De la douleur « ambiguë » de l’accouchement qui donne la vie à la pratique perverse de la torture qui sème la mort, des opérations initiatiques de tatouage aux rencontres hautement scénarisées du sado-masochisme, des traces physiques laissées sur la peau à l’image des phénomènes de violence conjugale, de l’expression parfois insoutenable du Body Art et des scarifications adolescentes, aux sournois tourments du psychisme responsables d’inexplicables conduites à risque, de la douleur vécue comme une extase à celle qui crée du lien social, de celle qui supplée au déficit du langage à celle qui hurle le silence intérieur, David Le Breton ne laisse rien passer : ce fin limier du « déchiffrement » de la blessure n’écarte aucun indice ténu susceptible d’éclairer les origines mystérieuses, les manifestations imprévisibles et les métamorphoses spectaculaires de la souffrance, définie comme le « degré de pénibilité de la douleur ».
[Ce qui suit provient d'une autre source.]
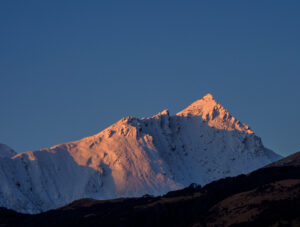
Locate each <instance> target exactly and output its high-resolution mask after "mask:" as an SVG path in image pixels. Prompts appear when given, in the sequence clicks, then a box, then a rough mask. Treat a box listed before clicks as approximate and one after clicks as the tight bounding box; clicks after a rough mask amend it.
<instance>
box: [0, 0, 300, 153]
mask: <svg viewBox="0 0 300 227" xmlns="http://www.w3.org/2000/svg"><path fill="white" fill-rule="evenodd" d="M299 12H300V2H299V1H264V0H260V1H75V0H72V1H61V0H60V1H1V3H0V86H1V88H0V142H1V143H5V144H8V145H9V146H11V147H12V148H14V149H15V150H16V151H17V152H23V151H27V150H37V149H41V148H44V147H49V146H52V145H55V144H58V143H62V142H67V141H72V140H76V139H80V138H82V137H86V136H89V135H93V134H95V133H97V132H99V131H101V130H102V129H104V128H106V127H107V126H109V125H110V124H112V123H114V122H116V121H117V120H119V119H120V118H121V117H123V116H128V115H131V116H137V117H142V116H151V115H153V114H155V113H157V112H159V111H161V110H163V109H165V108H168V109H169V110H170V112H171V114H175V113H176V112H178V111H179V110H181V109H183V108H184V107H186V106H187V105H189V104H190V103H191V102H193V101H195V100H197V99H199V98H201V97H202V96H203V95H205V94H206V93H208V92H209V93H211V94H213V95H214V97H215V99H216V100H217V101H218V102H220V103H221V104H222V105H223V106H224V107H225V108H226V109H228V110H229V112H231V113H232V115H234V116H235V117H236V118H238V119H239V120H241V121H242V122H244V123H246V124H249V125H250V126H251V128H252V129H253V130H254V131H255V132H256V134H257V135H259V136H261V137H262V140H263V142H264V144H265V145H266V146H267V147H269V148H271V149H273V150H274V151H276V152H278V153H279V154H281V155H288V154H291V153H293V152H296V151H299V150H300V133H299V128H300V105H299V100H300V89H299V88H300V13H299Z"/></svg>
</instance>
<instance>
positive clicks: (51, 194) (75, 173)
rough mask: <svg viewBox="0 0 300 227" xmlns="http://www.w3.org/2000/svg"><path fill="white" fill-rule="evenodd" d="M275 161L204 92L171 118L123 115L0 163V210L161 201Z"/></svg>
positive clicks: (257, 143)
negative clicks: (168, 192)
mask: <svg viewBox="0 0 300 227" xmlns="http://www.w3.org/2000/svg"><path fill="white" fill-rule="evenodd" d="M279 158H280V156H279V155H277V154H275V153H274V152H273V151H271V150H268V149H267V148H265V147H264V146H263V144H262V142H261V139H260V138H259V137H257V136H256V135H255V134H254V132H253V131H251V130H250V129H249V127H248V126H247V125H244V124H242V123H241V122H239V121H238V120H236V119H235V118H234V117H232V116H231V115H230V114H229V113H228V111H227V110H225V109H224V108H223V107H222V106H221V105H220V104H218V103H217V102H216V101H215V100H214V98H213V97H212V95H210V94H208V95H206V96H204V97H203V98H202V99H200V100H198V101H196V102H194V103H192V104H191V105H190V106H188V107H187V108H186V109H184V110H183V111H181V112H179V113H177V114H176V115H175V116H171V115H170V114H169V111H168V110H164V111H162V112H161V113H159V114H157V115H154V116H153V117H149V118H142V119H139V118H134V117H126V118H122V119H121V120H120V121H118V122H116V123H115V124H113V125H112V126H110V127H108V128H107V129H105V130H103V131H101V132H100V133H98V134H96V135H94V136H90V137H86V138H84V139H81V140H78V141H74V142H69V143H64V144H60V145H57V146H54V147H51V148H48V149H43V150H40V151H34V152H24V153H21V154H19V155H16V156H14V157H12V158H0V167H1V168H0V181H1V184H0V195H1V196H0V206H4V207H7V208H11V209H15V210H17V211H21V212H27V213H38V212H41V211H45V210H49V209H53V208H56V207H59V206H62V205H65V204H67V203H69V202H71V201H73V200H76V199H80V198H95V199H111V198H117V197H136V196H142V195H144V194H152V195H160V194H164V193H166V192H168V191H170V190H176V189H180V188H183V187H185V186H188V185H190V184H191V183H198V184H202V185H204V184H207V183H209V182H211V181H213V180H216V179H219V178H222V177H226V176H234V175H238V174H241V173H248V172H250V171H252V170H254V169H257V168H259V167H262V166H264V165H266V164H269V163H271V162H273V161H276V160H278V159H279Z"/></svg>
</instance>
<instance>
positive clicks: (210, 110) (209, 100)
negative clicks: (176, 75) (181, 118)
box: [176, 94, 254, 134]
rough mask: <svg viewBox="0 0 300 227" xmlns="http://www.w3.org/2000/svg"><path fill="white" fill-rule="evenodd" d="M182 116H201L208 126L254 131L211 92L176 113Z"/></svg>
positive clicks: (239, 129)
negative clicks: (233, 114)
mask: <svg viewBox="0 0 300 227" xmlns="http://www.w3.org/2000/svg"><path fill="white" fill-rule="evenodd" d="M176 115H177V116H184V117H201V118H202V120H203V121H205V122H207V124H208V125H209V126H210V127H214V128H216V129H221V130H229V131H233V130H238V131H241V132H245V133H248V134H252V133H254V132H253V131H252V130H251V129H250V127H249V126H248V125H245V124H242V123H241V122H240V121H239V120H237V119H235V118H234V117H233V116H231V114H230V113H229V112H228V111H227V110H226V109H225V108H224V107H223V106H222V105H221V104H219V103H218V102H217V101H216V100H215V99H214V98H213V96H212V95H211V94H207V95H205V96H204V97H203V98H202V99H199V100H197V101H195V102H193V103H192V104H191V105H189V106H188V107H187V108H185V109H184V110H182V111H180V112H179V113H177V114H176Z"/></svg>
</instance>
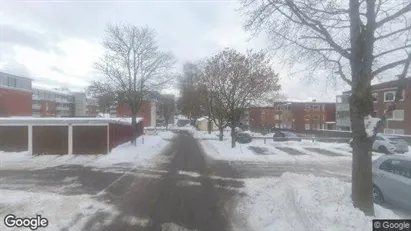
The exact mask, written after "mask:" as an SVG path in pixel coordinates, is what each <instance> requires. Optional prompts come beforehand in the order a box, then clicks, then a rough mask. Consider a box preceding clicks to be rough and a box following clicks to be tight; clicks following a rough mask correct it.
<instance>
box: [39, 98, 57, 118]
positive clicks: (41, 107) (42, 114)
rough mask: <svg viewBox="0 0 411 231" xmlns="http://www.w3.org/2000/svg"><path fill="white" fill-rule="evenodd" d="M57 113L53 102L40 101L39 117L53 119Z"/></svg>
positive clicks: (43, 100)
mask: <svg viewBox="0 0 411 231" xmlns="http://www.w3.org/2000/svg"><path fill="white" fill-rule="evenodd" d="M56 113H57V105H56V102H55V101H49V100H41V101H40V116H41V117H55V116H56Z"/></svg>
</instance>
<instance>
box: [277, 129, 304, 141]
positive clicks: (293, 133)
mask: <svg viewBox="0 0 411 231" xmlns="http://www.w3.org/2000/svg"><path fill="white" fill-rule="evenodd" d="M273 140H274V141H301V137H299V136H297V135H296V134H295V133H292V132H289V131H276V132H275V133H274V135H273Z"/></svg>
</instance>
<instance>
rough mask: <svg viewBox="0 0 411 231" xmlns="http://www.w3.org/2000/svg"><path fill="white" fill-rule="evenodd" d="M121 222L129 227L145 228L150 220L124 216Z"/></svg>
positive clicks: (149, 223) (149, 219)
mask: <svg viewBox="0 0 411 231" xmlns="http://www.w3.org/2000/svg"><path fill="white" fill-rule="evenodd" d="M121 220H122V221H123V222H125V223H127V224H129V225H139V226H141V227H147V226H148V224H150V222H151V220H150V219H148V218H142V217H135V216H124V217H123V218H122V219H121Z"/></svg>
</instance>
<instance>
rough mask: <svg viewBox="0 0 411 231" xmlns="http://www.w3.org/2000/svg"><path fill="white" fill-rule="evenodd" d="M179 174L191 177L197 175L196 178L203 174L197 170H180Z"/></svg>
mask: <svg viewBox="0 0 411 231" xmlns="http://www.w3.org/2000/svg"><path fill="white" fill-rule="evenodd" d="M178 174H180V175H185V176H191V177H195V178H197V177H200V176H201V175H200V174H199V173H197V172H187V171H181V170H180V171H178Z"/></svg>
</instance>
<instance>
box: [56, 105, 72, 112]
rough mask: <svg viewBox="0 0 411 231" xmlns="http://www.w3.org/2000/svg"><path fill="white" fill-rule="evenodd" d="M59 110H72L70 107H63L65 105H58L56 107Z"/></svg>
mask: <svg viewBox="0 0 411 231" xmlns="http://www.w3.org/2000/svg"><path fill="white" fill-rule="evenodd" d="M56 110H57V111H70V108H69V107H63V106H57V107H56Z"/></svg>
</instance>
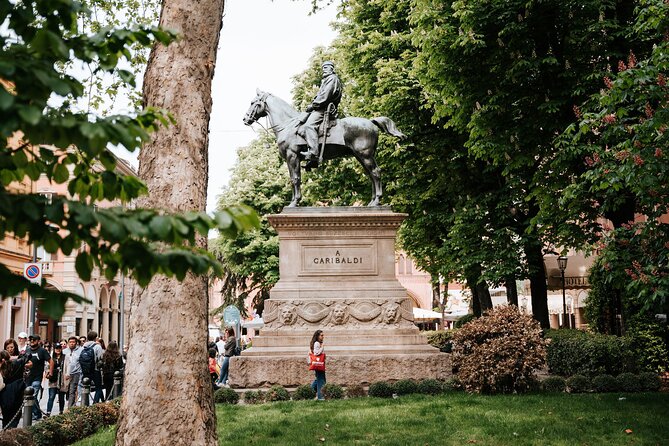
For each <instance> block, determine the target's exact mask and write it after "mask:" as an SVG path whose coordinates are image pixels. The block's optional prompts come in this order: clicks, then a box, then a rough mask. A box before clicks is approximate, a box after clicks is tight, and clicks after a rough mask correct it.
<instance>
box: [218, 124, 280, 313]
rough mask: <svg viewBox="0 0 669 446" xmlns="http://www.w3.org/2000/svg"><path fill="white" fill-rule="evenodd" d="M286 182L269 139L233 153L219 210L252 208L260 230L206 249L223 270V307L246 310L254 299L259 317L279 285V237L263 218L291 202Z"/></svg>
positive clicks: (220, 200) (272, 136) (219, 238)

S’il ne pratique pas le mélange des genres, cet éminent membre de l’Institut universitaire de France et du Laboratoire URA-CNRS « Cultures et sociétés en Europe » nourrit ses recherches aussi bien de la philosophie, citant au passage Eschyle, que de l’histoire. Mais c’est le plus souvent dans les ressources offertes par la psychanalyse, et autant que l’extension du périmètre anthropologique l’y autorise, qu’il puise nombre de ses réflexions : le symptôme, reconnaît l’auteur, devient souvent « langage ». Aux confins de l’observation et de la cure, aux frontières du « sens » et du « meurtre de la chose », la puissance du mot devient la clé qui ouvre sur une immense cour humaine et désespérée des miracles, fréquentée assidûment par les deux disciplines. /.
Nice, le 7 avril 2010
Jean-Luc Vannier
Théorie qui n’a pas l’air si éloignée que ça de la phénoménologie psychiatrique de E. Straus puisque celui-ci voit dans la douleur l’expérience vécue immédiate d’une perturbation dans la relation avec le monde. C’est pourquoi sentir une douleur signifie simultanément « se sentir », et plus exactement se découvrir changé dans sa relation corporelle avec le monde.